I agree with Dr. Gary Walder that testosterone “doesn’t really compute.” First, it is a drug that “would have no effect on performance”. Though Austin Murphy quotes a Dr. Moosburger that it could help. Second, if he was a user, earlier tests during the Tour and other races would have shown the usage. Third, because Landis had previous won a stage, he knew that he would be tested at the end of the stage in question. Fourth, because of the risk of even accidental contamination, I would think that there would not be any testosterone within a mile of the team or Landis.
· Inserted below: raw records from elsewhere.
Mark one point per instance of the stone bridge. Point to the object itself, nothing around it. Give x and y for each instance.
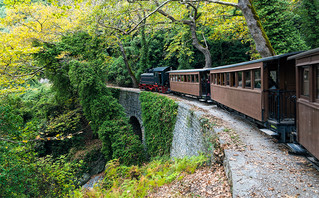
(129, 99)
(188, 137)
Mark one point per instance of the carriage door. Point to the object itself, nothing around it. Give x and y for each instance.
(280, 97)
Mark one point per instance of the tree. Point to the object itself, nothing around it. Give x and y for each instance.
(25, 23)
(309, 12)
(280, 25)
(262, 42)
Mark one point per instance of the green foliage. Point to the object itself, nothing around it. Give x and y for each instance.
(309, 11)
(77, 63)
(62, 128)
(22, 172)
(133, 181)
(159, 117)
(280, 24)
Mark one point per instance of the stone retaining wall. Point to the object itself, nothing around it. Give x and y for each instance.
(189, 136)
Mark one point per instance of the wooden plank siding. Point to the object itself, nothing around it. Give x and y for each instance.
(249, 101)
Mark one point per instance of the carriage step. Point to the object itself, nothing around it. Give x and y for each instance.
(296, 149)
(269, 132)
(209, 101)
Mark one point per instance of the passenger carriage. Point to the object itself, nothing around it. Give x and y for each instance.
(262, 89)
(307, 70)
(194, 82)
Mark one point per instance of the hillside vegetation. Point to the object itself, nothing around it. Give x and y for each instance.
(57, 118)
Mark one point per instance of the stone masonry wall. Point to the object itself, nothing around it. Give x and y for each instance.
(188, 139)
(132, 105)
(188, 135)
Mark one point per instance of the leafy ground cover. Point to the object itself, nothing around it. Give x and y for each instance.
(142, 181)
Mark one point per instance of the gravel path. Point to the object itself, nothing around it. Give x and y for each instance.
(262, 168)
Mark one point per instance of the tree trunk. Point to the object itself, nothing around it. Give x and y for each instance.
(197, 45)
(257, 32)
(134, 80)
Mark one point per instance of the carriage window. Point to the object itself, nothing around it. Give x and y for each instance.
(227, 79)
(247, 79)
(305, 81)
(317, 81)
(240, 79)
(222, 79)
(257, 76)
(232, 79)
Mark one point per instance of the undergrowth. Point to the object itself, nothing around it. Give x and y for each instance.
(135, 181)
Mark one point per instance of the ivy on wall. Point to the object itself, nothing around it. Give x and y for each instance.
(159, 117)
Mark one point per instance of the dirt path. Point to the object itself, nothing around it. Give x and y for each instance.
(255, 164)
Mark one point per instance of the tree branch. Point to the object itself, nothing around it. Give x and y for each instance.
(215, 1)
(147, 16)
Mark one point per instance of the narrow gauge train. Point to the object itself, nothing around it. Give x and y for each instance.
(264, 91)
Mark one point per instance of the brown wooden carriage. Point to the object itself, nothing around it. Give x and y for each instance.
(307, 78)
(262, 89)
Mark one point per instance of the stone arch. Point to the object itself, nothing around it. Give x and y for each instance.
(137, 128)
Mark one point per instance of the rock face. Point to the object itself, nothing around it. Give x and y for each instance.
(188, 135)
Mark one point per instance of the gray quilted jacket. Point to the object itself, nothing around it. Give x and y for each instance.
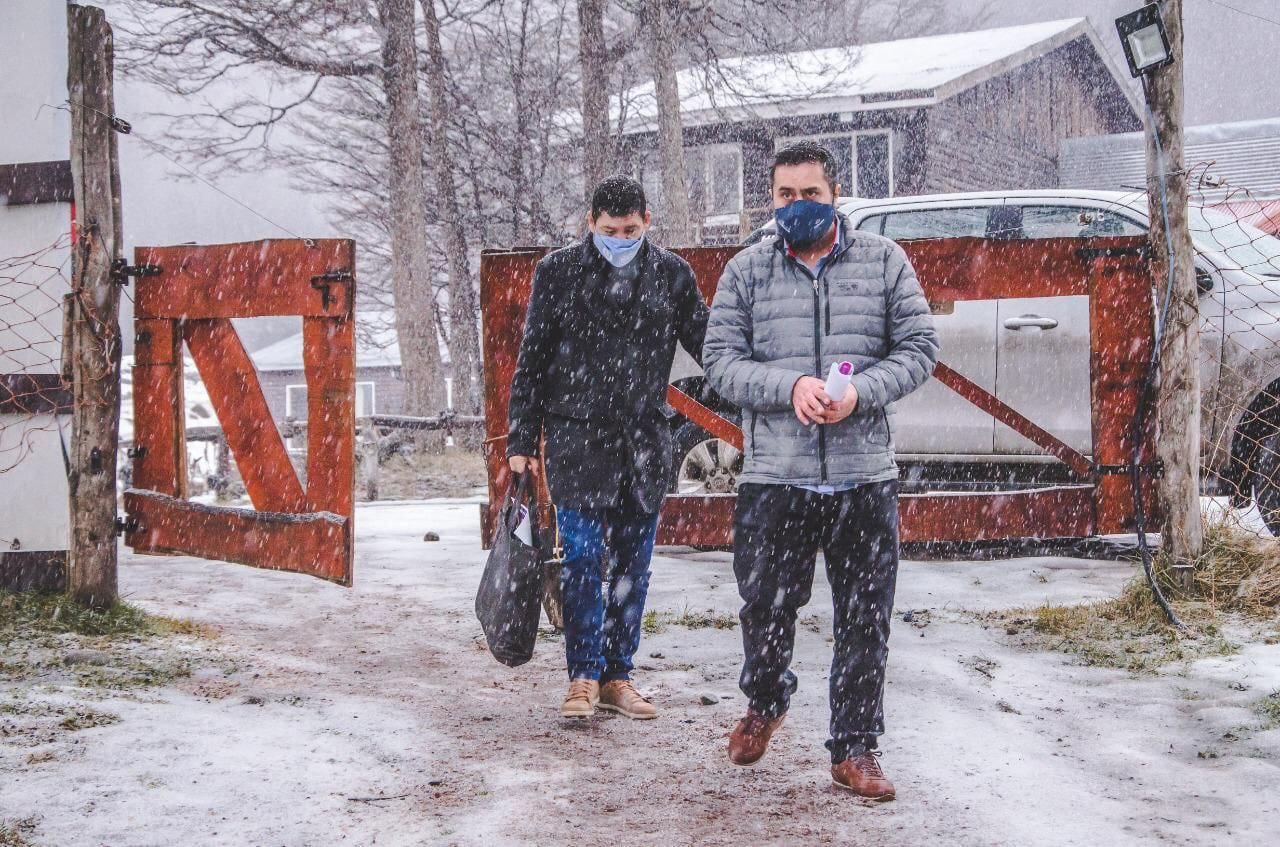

Fifth, this is a very complicated test says the Donald Catlin who runs the Olympic drug testing lab at UCLA, so it is no slam dunk. Sixth, unlike the media reports of high testosterone, the level was actually normal and the epitestosterone was low. So I would think that scientific studies on the interaction of alcohol and drugs with epitestosteron and the ratio would be examined (see Washington Post comment by jjouet). Seventh, given his thyroid disease and the approved cortisone shots for his failing hip, there is a slime possibility of someendocrine weirdness. Eighth given the fact that several riders were kicked out at the beginning of the race, doping had to be on everyone’s mind. So why risk it?